In evaluating a translation we should ask: Do the translators show respect for the infallibility and divine inspiration of the Scriptures? How do they approach their work? A new English translation means going back to the early Hebrew and Greek manuscripts. The ideal is to preserve, as much as possible, the word order from the original language to create what is often called a literal, or a "formal correspondence" translation. Today translators prefer the "equivalence approach," which is a meaning for meaning translation. This involves carefully analyzing the meaning of words, phrases, and sentences in the original languages and reconstructing that meaning by using words and expressions that are natural in the language into which the translation is made. This principle is not a new idea. Martin Luther in the 16th century said, "Whoever would speak German must not use Hebrew style. Rather, he must see to it, once he understands the Hebrew author, that he concentrates on the sense of the text, asking himself what do the Germans say in such a situation?"

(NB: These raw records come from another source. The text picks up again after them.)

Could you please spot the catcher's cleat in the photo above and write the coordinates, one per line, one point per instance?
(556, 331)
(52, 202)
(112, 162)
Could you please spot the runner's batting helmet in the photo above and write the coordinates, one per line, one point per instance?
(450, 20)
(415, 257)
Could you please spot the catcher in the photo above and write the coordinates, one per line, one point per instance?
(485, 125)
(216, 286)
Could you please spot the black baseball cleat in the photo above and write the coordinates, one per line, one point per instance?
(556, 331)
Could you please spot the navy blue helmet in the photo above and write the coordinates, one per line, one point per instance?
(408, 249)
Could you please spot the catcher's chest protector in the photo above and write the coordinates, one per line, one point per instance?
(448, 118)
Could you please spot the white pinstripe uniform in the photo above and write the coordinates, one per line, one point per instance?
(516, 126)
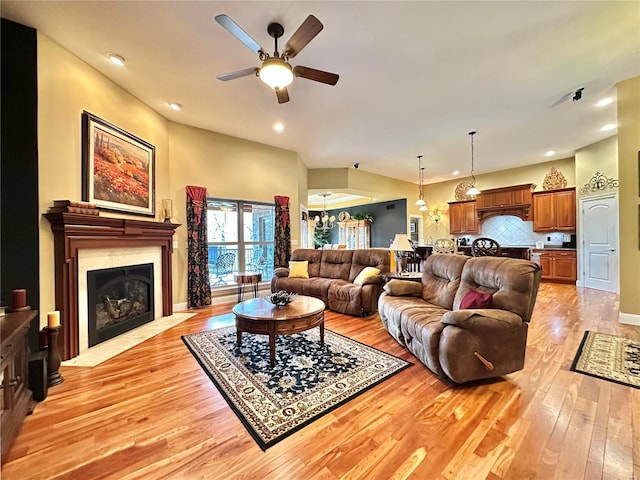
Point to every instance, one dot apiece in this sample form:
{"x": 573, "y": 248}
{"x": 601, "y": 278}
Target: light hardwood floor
{"x": 152, "y": 413}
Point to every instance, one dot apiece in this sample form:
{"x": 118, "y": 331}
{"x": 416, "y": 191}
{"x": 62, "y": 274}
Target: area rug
{"x": 609, "y": 357}
{"x": 307, "y": 381}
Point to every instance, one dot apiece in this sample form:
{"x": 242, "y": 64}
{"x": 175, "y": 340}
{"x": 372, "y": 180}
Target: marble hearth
{"x": 83, "y": 242}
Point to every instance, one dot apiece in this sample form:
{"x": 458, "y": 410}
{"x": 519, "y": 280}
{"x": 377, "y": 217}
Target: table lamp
{"x": 401, "y": 246}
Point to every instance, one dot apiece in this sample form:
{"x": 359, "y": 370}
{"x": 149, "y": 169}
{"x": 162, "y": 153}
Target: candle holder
{"x": 53, "y": 357}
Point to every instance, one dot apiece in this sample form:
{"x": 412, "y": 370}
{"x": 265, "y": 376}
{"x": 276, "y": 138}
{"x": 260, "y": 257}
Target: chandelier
{"x": 323, "y": 221}
{"x": 472, "y": 189}
{"x": 420, "y": 202}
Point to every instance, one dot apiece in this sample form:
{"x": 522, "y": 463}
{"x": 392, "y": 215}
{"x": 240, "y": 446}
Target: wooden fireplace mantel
{"x": 72, "y": 232}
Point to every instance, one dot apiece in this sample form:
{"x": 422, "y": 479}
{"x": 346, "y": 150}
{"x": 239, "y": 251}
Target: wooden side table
{"x": 247, "y": 278}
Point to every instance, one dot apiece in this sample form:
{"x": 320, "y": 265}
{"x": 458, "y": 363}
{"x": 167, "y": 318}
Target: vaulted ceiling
{"x": 415, "y": 77}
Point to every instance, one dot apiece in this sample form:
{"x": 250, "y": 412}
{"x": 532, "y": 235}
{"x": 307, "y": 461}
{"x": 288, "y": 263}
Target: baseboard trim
{"x": 629, "y": 318}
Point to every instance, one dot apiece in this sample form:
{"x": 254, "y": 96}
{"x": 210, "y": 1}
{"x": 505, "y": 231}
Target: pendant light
{"x": 420, "y": 202}
{"x": 472, "y": 189}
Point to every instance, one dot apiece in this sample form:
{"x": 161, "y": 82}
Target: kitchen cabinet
{"x": 15, "y": 398}
{"x": 355, "y": 234}
{"x": 463, "y": 217}
{"x": 558, "y": 265}
{"x": 554, "y": 211}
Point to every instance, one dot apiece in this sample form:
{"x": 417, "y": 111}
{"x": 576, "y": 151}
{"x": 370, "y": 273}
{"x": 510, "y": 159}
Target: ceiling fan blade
{"x": 305, "y": 33}
{"x": 283, "y": 95}
{"x": 237, "y": 74}
{"x": 234, "y": 29}
{"x": 316, "y": 75}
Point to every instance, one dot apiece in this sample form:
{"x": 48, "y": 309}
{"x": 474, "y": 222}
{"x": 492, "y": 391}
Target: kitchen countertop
{"x": 523, "y": 247}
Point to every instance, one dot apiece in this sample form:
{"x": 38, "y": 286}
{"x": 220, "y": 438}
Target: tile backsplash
{"x": 510, "y": 230}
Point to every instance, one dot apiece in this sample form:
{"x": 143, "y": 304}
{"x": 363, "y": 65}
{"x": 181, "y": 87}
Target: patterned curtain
{"x": 282, "y": 234}
{"x": 198, "y": 287}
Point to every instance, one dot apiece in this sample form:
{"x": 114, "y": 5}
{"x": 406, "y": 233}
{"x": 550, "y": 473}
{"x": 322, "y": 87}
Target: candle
{"x": 19, "y": 298}
{"x": 53, "y": 319}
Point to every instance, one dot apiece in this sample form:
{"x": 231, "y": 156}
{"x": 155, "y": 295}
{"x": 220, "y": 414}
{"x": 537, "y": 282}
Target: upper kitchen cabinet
{"x": 463, "y": 217}
{"x": 554, "y": 210}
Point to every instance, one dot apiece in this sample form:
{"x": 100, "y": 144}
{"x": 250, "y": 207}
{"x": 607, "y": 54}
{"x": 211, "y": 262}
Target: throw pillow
{"x": 476, "y": 299}
{"x": 365, "y": 273}
{"x": 299, "y": 269}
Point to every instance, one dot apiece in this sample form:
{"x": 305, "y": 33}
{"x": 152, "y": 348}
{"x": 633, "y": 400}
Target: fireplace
{"x": 119, "y": 299}
{"x": 104, "y": 242}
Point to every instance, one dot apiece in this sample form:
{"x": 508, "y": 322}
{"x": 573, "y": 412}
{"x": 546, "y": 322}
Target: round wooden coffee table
{"x": 259, "y": 316}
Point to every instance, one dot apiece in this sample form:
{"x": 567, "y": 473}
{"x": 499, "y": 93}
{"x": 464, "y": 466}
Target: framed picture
{"x": 118, "y": 168}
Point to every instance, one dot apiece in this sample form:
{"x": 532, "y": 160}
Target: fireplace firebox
{"x": 119, "y": 299}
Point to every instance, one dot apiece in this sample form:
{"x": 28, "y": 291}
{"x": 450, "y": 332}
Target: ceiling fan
{"x": 276, "y": 70}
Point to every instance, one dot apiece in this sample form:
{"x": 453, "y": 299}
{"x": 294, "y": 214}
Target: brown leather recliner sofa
{"x": 470, "y": 343}
{"x": 331, "y": 276}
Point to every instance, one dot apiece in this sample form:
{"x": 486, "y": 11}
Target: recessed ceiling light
{"x": 117, "y": 59}
{"x": 604, "y": 102}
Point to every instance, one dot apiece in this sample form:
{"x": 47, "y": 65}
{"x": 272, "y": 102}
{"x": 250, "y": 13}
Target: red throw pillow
{"x": 476, "y": 299}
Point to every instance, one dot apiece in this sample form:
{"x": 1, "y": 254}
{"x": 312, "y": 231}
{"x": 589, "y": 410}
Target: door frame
{"x": 582, "y": 251}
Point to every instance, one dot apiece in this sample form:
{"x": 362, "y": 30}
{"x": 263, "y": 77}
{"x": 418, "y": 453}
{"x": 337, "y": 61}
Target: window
{"x": 239, "y": 243}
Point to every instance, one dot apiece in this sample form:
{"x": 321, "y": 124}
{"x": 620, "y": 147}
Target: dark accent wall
{"x": 389, "y": 218}
{"x": 19, "y": 257}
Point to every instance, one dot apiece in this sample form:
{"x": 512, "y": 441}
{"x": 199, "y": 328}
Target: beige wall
{"x": 228, "y": 167}
{"x": 628, "y": 148}
{"x": 599, "y": 157}
{"x": 66, "y": 87}
{"x": 438, "y": 195}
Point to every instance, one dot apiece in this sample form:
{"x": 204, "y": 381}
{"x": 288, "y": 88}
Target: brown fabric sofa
{"x": 468, "y": 344}
{"x": 331, "y": 276}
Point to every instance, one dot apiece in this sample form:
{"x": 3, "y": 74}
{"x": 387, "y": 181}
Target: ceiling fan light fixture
{"x": 276, "y": 73}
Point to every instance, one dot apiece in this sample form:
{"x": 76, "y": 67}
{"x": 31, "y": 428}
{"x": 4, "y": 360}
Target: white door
{"x": 600, "y": 258}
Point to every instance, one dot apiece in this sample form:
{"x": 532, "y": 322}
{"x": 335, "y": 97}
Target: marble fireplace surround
{"x": 80, "y": 237}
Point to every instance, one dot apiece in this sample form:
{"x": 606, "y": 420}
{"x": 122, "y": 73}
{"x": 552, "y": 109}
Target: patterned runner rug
{"x": 609, "y": 357}
{"x": 307, "y": 382}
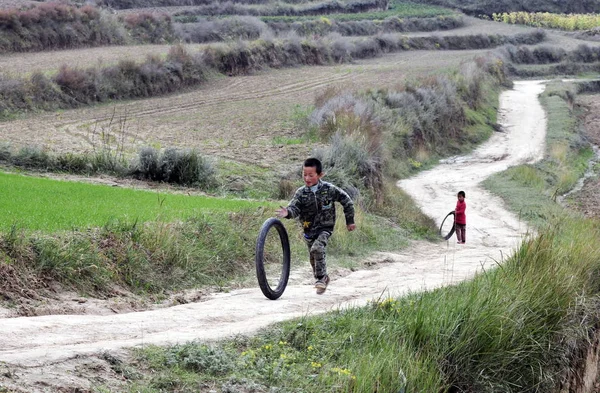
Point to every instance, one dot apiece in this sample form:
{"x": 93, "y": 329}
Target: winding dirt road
{"x": 492, "y": 233}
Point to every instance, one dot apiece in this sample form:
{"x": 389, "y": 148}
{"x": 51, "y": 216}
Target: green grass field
{"x": 48, "y": 205}
{"x": 396, "y": 8}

The New International Version

In 1965 a group of distinguished evangelical Bible scholars, meeting Chicago, decided to begin a completely new translation. As a result, an international group of one hundred scholars, under a controlling committee of fifteen, produced the New International Version (NIV). The New Testament appeared in 1973, followed by the full Bible five years later. The NIV translators "were united in their commitment to the authority and infallibility of the Bible as God's Word in written form." They aimed for more than a word-for-word translation. They were concerned for clear and natural up-to-date English. The result was a superb modern English translation. In other words, it is possible to have the highest regard for the original languages in which God caused His Word to be written but at the same time strive to have an English translation as we speak and write it today. For its readability, accuracy, and its clarity, this translation deserves much praise. The NIV is used in many evangelical and Reformed churches. Many modern translations come and go, but the NIV will be used for years to come.

New King James Version

In 1982 the New King James Version was published. A special feature is its conformity to the thought flow of the 1611 Bible. Hence, it is similar to the original version but without the "Thees" and "Thous." All participating scholars signed a statement affirming their belief in the verbal plenary inspiration of Scripture, and in the inerrancy of the original autographs. They also claim that they have adhered "faithfully to the Hebrew, Aramaic, and Greek texts." It attempts to be literal and faithful to the Scriptures. Comparing and revising a popular translation such as the King James Bible, often known as the Authorized Version, is a relatively recent development in the story of the Bible. In terms of clarity and readability it falls short. The English language is given in a form, which is no longer used in speaking or writing. The antiquated language used in NIJV is hard to understand and read for the average person today.